The press chose the latter, and to make matters worse, Azma was out of the country at the time the show featuring his work was shut down. A Prayer to the Sound of Dogs was shown publicly only once, which is a shame, really; it’s far from pornographic. The piece is actually a surreal rumination on the performative aspects of identity, gender, and class. One female character, Doa, discovers the handbag of another female character, Marwa, and by degrees Doa imagines the life of Marwa, befriends her, and becomes her. Toward the end of the video, Azma opens the seams of the work and reveals the process of making it in a rip-roaring fight between director and actress, questioning the mechanisms of control involved in the creation of an artwork. Few artists have been so brave in laying bare these kinds of conflicts, which are nonetheless inevitable in any practice.

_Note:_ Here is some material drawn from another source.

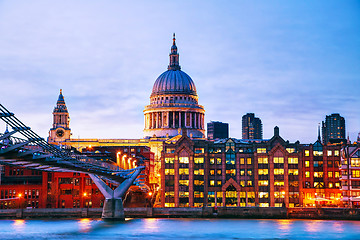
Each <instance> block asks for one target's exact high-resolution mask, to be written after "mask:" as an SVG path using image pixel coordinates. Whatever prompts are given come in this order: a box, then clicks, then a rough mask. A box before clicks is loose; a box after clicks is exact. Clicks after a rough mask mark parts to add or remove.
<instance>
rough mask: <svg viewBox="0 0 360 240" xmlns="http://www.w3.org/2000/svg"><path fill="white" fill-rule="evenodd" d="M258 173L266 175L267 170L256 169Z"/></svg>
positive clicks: (263, 169)
mask: <svg viewBox="0 0 360 240" xmlns="http://www.w3.org/2000/svg"><path fill="white" fill-rule="evenodd" d="M258 172H259V175H268V174H269V170H268V169H258Z"/></svg>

Azma may be one of the foremost practitioners of video within Cairo’s independent art scene, but still, he works firmly outside even that system. He says he fails to understand why anyone would show a video or a short film in a stand-alone art space rather than cinema-style, on a screen with a seated audience. He keeps to himself and occasionally drops off the scene entirely (there are gaps in that bookended decade). He’s a solitary person, self-effacing, a bit of a loner. He doesn’t actively promote his work. He’s far from prolific. And he prefers teaching classes in experimental film at the American University in Cairo to committing everything to his art. “I would go crazy if I were an artist full-time,” he says.

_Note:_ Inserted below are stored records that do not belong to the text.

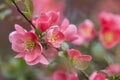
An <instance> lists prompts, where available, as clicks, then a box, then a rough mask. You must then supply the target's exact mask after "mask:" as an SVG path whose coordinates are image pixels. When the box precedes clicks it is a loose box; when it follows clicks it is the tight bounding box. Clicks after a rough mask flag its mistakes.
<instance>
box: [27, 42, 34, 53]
mask: <svg viewBox="0 0 120 80" xmlns="http://www.w3.org/2000/svg"><path fill="white" fill-rule="evenodd" d="M34 47H35V42H34V41H33V40H26V41H25V48H26V50H27V51H30V50H33V49H34Z"/></svg>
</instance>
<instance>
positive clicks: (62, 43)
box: [61, 42, 69, 50]
mask: <svg viewBox="0 0 120 80" xmlns="http://www.w3.org/2000/svg"><path fill="white" fill-rule="evenodd" d="M61 49H62V50H67V49H69V45H68V44H67V43H66V42H63V43H62V44H61Z"/></svg>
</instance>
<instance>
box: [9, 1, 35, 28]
mask: <svg viewBox="0 0 120 80" xmlns="http://www.w3.org/2000/svg"><path fill="white" fill-rule="evenodd" d="M11 1H12V3H13V4H14V5H15V7H16V9H17V11H18V12H19V13H20V14H21V15H22V16H23V17H24V18H25V19H26V20H27V21H28V22H29V23H30V24H31V25H32V27H33V28H34V29H35V25H34V24H33V23H32V22H31V21H30V20H29V19H28V18H27V17H26V16H25V15H24V14H23V13H22V12H21V10H20V8H19V7H18V5H17V4H16V2H15V1H14V0H11Z"/></svg>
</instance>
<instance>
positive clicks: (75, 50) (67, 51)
mask: <svg viewBox="0 0 120 80" xmlns="http://www.w3.org/2000/svg"><path fill="white" fill-rule="evenodd" d="M67 52H68V55H69V56H70V57H74V56H80V55H81V53H80V52H79V51H78V50H75V49H69V50H67Z"/></svg>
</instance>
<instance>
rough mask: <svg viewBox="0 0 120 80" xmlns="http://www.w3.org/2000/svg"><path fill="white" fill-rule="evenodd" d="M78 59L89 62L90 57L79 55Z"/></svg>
mask: <svg viewBox="0 0 120 80" xmlns="http://www.w3.org/2000/svg"><path fill="white" fill-rule="evenodd" d="M79 58H80V59H82V60H85V61H91V60H92V57H91V56H90V55H81V56H79Z"/></svg>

Interview with a Housewife and Pilot for an Egyptian Air Hostess Soap Opera (2003) are arguably Azma’s best-known works. The latter, which screened at the second edition of the Home Works Forum in Beirut, is nearly an hour long and something of a masterpiece. It features four young women at the outset of a training program for a fictional airline. The initial sessions make clear that the environment fostered by this bland and literally whitewashed multinational corporation will seek to “nullify local culture,” explains Azma, “and to manufacture a space where cultural signifiers are no longer present. So how do you de-sexualize and de-Egyptianize these women?”

Azma is almost preternaturally attuned to the bitchiness that can characterize relations among female colleagues; part of the genius of Hostess is the manner in which protagonists and antagonists shift their roles within a confined space. And it’s that, that attunement to shifting roles and relations, that links Azma’s genderand class-based melodramas, his claustrophobically flat videos, with his first Super 8 film and his last live performance. Like the flaneur who is never fully present in Order or Psychogeography, the characters in Hostess, in the more documentary-style Donia: Amar, and in the many as yet un-synthesized chapters of the so-called Kenya Tapes—a fragmentary work in progress that stems from a 2004 trip to Kenya and a series of workshops with actors and musicians—are all struggling with manners and methods of confinement.

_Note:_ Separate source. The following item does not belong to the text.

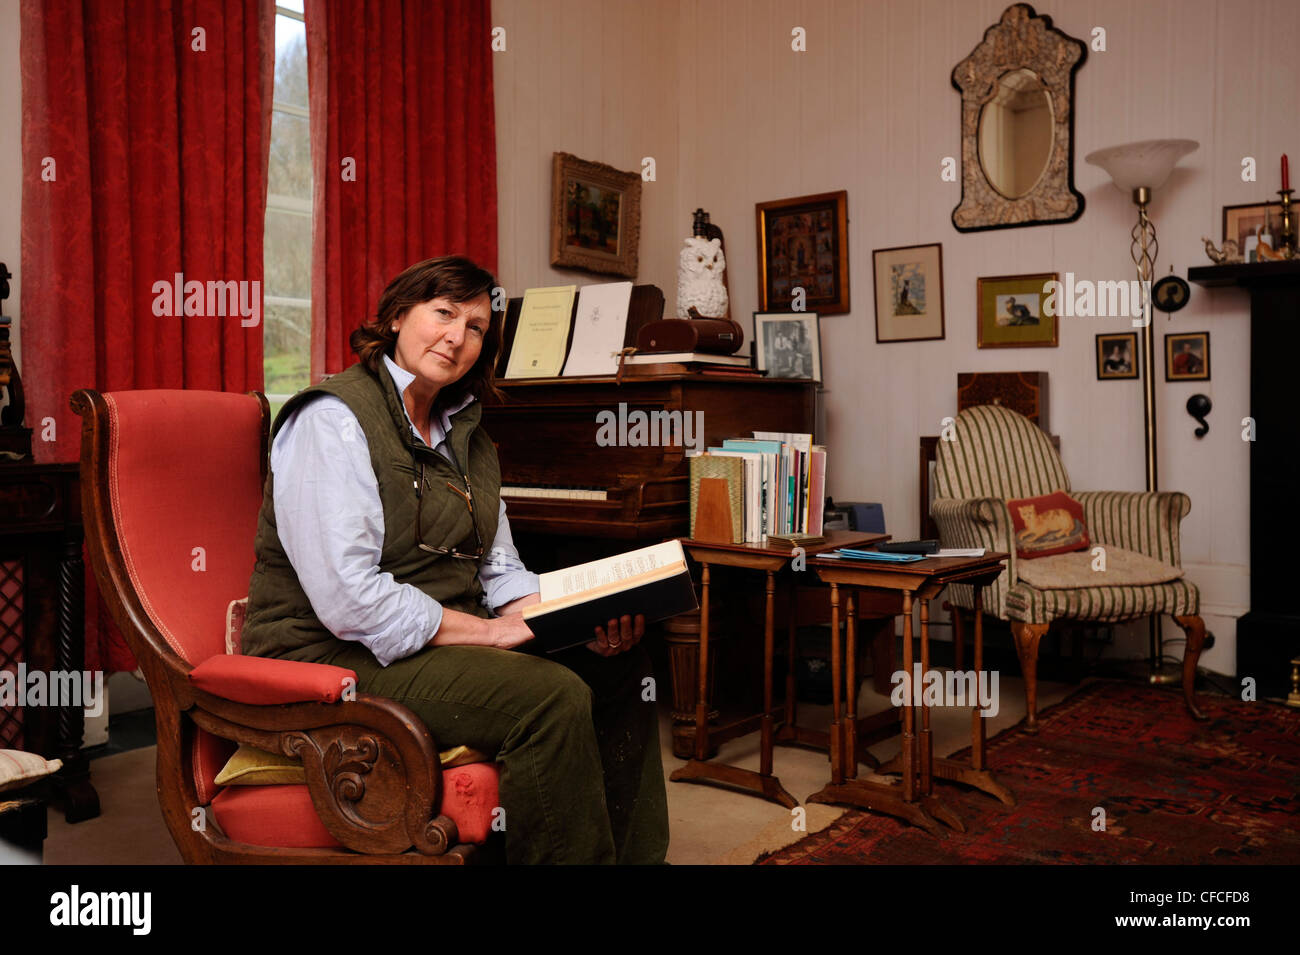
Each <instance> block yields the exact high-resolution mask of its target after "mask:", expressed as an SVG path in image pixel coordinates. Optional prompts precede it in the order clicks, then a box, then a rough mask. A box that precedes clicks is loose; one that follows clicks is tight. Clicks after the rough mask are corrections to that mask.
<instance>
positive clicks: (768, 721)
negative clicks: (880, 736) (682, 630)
mask: <svg viewBox="0 0 1300 955" xmlns="http://www.w3.org/2000/svg"><path fill="white" fill-rule="evenodd" d="M826 538H827V539H826V542H824V543H820V544H810V546H807V547H805V551H803V556H805V560H807V565H809V568H811V565H813V561H814V559H815V555H816V554H818V552H820V551H832V550H836V548H837V547H863V546H870V544H874V543H879V542H880V541H885V539H888V535H885V534H867V533H862V531H848V530H832V531H827V534H826ZM681 546H682V548H685V551H686V554H689V555H690V557H692V559H693V560H695V561H697V563H698V564H699V565H701V583H699V665H698V678H699V686H698V691H697V696H695V739H694V745H695V750H694V755H693V758H692V759H689V760H688V761H686V764H685V765H684V767H681V768H679V769H676V770H675V772H673V773H672V776H669V777H668V778H669V780H671V781H673V782H712V783H722V785H727V786H735V787H737V789H741V790H746V791H749V793H753V794H755V795H759V796H762V798H763V799H767V800H770V802H774V803H779V804H780V806H784V807H785V808H788V809H793V808H794V807H796V806H798V800H797V799H794V796H792V795H790V794H789V793H788V791H787V790H785V787H784V786H781V781H780V780H779V778H777V777H776V776H775V774H774V773H772V747H774V745H775V743H776V742H777V741H780V742H794V743H803V745H807V743H810V742H813V743H814V745H816V741H815V737H816V734H814V733H813V732H810V730H802V729H801V728H798V726H797V725H796V722H794V639H793V637H794V602H793V600H792V602H790V642H789V648H788V654H789V670H788V676H787V687H785V696H787V699H785V709H784V720H783V726H781V729H780V734H777V730H776V725H775V716H774V706H775V704H774V699H772V664H774V654H775V650H774V642H775V638H774V617H775V607H776V576H777V573H779V572H781V569H783V568H788V567H789V565H790V564H792V550H790V547H789V546H768V544H767V543H751V544H737V543H720V542H710V541H694V539H690V538H686V539H682V541H681ZM715 564H716V565H723V567H738V568H748V569H751V570H762V572H763V573H764V574H766V581H767V603H766V608H764V615H763V712H762V715H761V717H759V730H761V734H762V737H761V755H759V770H758V772H757V773H755V772H754V770H751V769H742V768H740V767H733V765H727V764H724V763H720V761H719V760H716V759H714V760H710V759H708V758H707V756H708V750H710V743H714V745H716V743H720V742H723V741H725V739H732V738H735V737H738V735H744V734H745V733H749V732H753V730H751V728H753V722H754V720H753V717H746V719H744V720H737V721H735V722H732V724H728V725H723V726H715V728H712V729H710V726H708V587H710V579H708V578H710V567H711V565H715ZM978 639H979V638H978V637H976V641H978ZM833 646H839V642H837V641H835V642H833ZM833 752H835V748H833V746H832V754H833ZM833 759H835V756H832V760H833Z"/></svg>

For the Kenya Tapes, Azma constructed a fictional tourism company that is in the process of devising a marketing campaign, replete with logos and mission statements and uniforms and so on. But one of the company’s employees keeps wandering outside the dull white cube that is her office. She keeps drifting into a bizarre Technicolor landscape that periodically appears onscreen. She, like so many of Azma’s characters, cannot be contained. With this gesture, Azma takes an empty adage about thinking outside the box and makes it, for once, mean something.

Still from Pilot for an Egyptian Air Hostess Soap Opera, 2003.